La vostra moda è poi diventata la moda dei calciatori.

«Sì e fortunatamente non solo dai calciatori. Noi abbiamo imparato tante cose dallo stile che gli uomini esprimono in situazioni tipicamente maschili: andare in palestra ci ha insegnato molto. Lì abbiamo incontrato persone di tutti i tipi, lì capisci la meccanica della psicologica maschile, le necessità degli uomini e il loro desiderio di associarsi in squadra… Uniti dalla volontà di star bene, ritornare alla semplicità naturale nei rapporti e confrontarsi con onestà.

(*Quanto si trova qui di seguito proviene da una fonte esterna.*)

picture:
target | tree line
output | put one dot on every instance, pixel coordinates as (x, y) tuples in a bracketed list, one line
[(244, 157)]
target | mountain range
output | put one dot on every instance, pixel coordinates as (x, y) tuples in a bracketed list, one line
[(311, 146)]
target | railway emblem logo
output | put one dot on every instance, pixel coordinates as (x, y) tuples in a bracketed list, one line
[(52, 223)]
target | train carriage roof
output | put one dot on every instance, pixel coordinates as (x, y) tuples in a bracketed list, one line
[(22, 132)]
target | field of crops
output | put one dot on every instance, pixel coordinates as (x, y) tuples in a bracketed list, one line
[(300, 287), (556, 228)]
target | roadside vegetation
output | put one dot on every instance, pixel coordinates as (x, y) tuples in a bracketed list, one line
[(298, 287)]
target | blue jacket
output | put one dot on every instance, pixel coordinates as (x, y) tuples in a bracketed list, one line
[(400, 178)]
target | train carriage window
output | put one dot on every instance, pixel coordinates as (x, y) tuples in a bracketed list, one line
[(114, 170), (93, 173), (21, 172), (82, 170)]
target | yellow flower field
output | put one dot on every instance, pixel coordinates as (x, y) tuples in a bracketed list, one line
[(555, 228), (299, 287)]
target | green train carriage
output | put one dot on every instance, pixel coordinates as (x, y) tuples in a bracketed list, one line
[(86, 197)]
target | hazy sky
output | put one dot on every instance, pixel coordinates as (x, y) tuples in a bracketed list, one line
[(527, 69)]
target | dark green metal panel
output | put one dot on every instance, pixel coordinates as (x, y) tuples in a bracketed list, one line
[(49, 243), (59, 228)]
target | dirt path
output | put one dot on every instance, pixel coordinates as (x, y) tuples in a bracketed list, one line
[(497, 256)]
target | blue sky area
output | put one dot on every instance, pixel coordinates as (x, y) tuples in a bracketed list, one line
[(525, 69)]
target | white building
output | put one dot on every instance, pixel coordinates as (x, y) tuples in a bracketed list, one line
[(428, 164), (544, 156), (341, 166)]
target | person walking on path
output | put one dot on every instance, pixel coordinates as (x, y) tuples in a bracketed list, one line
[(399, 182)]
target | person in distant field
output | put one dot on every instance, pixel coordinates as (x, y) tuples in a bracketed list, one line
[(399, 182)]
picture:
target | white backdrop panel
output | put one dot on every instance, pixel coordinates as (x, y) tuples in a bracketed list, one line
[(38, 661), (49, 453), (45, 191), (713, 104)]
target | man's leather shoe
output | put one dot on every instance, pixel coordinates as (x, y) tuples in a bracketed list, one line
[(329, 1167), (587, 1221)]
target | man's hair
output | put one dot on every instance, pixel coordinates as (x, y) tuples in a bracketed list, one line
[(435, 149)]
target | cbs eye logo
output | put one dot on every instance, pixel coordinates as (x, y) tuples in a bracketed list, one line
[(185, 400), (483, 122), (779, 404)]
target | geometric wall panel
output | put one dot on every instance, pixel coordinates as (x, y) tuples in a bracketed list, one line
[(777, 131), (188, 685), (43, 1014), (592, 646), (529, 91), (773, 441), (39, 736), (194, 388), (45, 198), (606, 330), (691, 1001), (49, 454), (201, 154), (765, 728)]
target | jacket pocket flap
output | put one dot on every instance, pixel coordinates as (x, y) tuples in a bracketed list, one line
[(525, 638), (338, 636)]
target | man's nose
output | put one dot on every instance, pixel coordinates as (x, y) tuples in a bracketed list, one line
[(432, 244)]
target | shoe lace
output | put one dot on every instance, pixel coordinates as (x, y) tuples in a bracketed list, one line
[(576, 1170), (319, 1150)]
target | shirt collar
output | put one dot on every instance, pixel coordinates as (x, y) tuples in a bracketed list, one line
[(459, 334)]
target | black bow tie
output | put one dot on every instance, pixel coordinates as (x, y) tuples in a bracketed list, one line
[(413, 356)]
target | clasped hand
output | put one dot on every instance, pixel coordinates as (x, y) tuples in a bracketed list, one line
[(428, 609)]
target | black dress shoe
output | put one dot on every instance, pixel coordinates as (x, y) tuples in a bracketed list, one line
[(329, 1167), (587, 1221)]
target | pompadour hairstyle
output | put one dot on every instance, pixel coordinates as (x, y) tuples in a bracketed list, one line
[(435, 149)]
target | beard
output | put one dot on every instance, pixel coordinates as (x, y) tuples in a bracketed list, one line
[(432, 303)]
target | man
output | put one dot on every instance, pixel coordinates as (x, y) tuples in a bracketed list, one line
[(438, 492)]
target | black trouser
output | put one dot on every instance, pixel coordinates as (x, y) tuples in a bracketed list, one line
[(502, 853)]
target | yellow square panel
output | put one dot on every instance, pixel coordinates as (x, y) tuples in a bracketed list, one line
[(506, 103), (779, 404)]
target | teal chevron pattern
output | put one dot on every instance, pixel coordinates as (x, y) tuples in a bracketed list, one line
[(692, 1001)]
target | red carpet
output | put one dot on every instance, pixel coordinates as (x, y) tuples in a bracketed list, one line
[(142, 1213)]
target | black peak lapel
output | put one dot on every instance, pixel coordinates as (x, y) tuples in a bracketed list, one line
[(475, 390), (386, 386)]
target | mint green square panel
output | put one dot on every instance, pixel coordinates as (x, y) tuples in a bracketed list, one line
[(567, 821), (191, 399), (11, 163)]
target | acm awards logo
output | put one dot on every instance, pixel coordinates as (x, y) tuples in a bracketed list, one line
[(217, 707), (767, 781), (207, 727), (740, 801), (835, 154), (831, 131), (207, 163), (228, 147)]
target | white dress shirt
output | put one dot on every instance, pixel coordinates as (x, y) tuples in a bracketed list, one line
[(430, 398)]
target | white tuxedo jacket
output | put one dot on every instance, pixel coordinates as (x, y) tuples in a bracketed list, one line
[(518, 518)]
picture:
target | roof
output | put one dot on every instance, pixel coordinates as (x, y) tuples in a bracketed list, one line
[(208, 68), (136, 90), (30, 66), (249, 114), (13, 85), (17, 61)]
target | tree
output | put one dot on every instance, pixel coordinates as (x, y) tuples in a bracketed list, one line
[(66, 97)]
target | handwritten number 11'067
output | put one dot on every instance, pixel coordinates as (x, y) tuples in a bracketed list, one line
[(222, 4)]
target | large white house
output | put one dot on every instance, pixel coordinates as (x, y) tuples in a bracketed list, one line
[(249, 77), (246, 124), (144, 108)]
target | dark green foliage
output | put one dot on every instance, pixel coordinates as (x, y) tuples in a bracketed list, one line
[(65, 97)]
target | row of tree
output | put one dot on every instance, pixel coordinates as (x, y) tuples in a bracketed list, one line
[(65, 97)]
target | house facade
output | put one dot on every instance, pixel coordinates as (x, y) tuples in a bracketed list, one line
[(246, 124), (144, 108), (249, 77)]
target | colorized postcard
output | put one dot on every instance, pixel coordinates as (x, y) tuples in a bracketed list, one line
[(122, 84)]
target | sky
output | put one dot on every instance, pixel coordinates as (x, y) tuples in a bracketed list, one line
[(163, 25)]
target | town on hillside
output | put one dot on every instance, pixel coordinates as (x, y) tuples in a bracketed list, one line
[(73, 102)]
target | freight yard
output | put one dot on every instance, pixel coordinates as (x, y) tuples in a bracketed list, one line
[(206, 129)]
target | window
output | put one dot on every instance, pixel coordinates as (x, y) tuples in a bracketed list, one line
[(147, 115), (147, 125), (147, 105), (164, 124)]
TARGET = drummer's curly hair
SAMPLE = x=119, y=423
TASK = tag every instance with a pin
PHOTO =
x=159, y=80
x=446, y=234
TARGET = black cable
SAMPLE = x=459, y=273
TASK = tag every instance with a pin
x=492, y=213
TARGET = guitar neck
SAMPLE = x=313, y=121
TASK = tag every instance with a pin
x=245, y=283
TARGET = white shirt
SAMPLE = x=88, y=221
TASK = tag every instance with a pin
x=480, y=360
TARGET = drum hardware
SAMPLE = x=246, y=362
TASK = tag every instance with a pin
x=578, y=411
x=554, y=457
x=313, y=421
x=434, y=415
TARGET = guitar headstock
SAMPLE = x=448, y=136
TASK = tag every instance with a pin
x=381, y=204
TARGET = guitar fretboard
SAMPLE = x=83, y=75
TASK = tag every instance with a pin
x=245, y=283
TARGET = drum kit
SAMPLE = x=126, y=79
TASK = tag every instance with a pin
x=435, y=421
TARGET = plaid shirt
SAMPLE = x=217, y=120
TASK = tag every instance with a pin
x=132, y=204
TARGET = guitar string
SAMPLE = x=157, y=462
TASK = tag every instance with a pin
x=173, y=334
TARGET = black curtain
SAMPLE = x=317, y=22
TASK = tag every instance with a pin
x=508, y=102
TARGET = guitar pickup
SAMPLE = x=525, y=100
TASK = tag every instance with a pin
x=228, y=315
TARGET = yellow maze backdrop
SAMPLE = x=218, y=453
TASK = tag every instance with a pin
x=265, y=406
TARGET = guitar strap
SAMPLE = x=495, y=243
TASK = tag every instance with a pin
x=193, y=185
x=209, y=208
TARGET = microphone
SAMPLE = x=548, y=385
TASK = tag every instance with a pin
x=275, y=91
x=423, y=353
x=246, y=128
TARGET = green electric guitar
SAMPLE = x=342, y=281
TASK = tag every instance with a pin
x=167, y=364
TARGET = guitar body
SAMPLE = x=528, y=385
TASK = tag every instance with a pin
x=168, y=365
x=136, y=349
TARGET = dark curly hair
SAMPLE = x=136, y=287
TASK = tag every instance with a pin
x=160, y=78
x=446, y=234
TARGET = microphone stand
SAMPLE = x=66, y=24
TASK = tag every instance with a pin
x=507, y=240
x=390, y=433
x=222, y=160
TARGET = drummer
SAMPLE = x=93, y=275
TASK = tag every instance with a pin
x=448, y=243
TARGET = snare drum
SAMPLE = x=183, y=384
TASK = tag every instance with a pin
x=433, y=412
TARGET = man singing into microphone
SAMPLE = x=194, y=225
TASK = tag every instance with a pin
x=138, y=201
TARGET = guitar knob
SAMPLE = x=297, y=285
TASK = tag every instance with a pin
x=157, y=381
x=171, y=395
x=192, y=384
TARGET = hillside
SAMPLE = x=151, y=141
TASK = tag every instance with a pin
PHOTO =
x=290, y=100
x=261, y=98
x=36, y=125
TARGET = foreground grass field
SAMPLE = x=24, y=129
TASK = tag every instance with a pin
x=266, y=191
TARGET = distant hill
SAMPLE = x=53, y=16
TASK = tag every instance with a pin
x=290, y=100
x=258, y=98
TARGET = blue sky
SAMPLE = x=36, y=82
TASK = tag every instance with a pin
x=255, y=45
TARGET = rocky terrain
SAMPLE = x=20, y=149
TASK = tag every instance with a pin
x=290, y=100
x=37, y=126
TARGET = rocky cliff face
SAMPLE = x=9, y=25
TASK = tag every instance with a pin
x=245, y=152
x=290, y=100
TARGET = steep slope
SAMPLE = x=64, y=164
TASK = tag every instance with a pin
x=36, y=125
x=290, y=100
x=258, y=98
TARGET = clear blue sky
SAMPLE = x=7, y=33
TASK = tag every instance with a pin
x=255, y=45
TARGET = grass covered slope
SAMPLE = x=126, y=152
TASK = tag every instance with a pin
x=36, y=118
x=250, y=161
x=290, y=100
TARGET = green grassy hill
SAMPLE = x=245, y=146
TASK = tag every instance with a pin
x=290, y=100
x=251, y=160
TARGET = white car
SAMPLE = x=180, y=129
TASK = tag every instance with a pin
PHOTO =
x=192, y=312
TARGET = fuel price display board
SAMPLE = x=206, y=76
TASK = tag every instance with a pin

E poi tutti questi sforzi faticosi: palestra, dieta, vita sana, si fanno per il desiderio di volersi bene e anche per essere guardati e ammirati dagli altri».

Che cosa è indispensabile nel guardaroba degli uomini?

«Un abito elegante, giubbotti di pelle e il jeans che, con tutte le sue evoluzioni, è il capo sempre vincente».

Ma l’uomo come è cambiato rispetto a 20 anni fa?

«I nostri clienti sono fedeli a uno stile. Le mode passano ma lo stile rimane, la moda è sempre in evoluzione perché è lo specchio dei tempi. È stata la moda maschile, non quella femminile, che ha fatto negli ultimi vent’anni la vera rivoluzione silenziosa».

Torniamo allo sport. L’anno scorso avete reinterpretato la Maglia rosa per i 100 anni del Giro d’Italia.

«Conoscevamo pochissimo il mondodel ciclismo, ma la Gazzetta dello Sport ci ha proposto di fare insieme quest’omaggio al Giro d’Italia: curiosi, abbiamo accettato la sfida. Non abbiamo voluto prevaricate la tecnologia e le esigenze tecniche, siamo intervenuti soltanto sull’estetica della mitica Maglia rosa. Anche questo è stato un successo».

Quattro anni fa avete creato la divisa ufficiale per l’Italia di Lippi al Mondiale di Germaniae poi la Nazionaleha vinto. L’avete disegnata anche stavolta per il torneo in Sudafrica: porterete ancora fortuna?

«Probabilmente hanno portato e porteranno fortuna loro a noi…».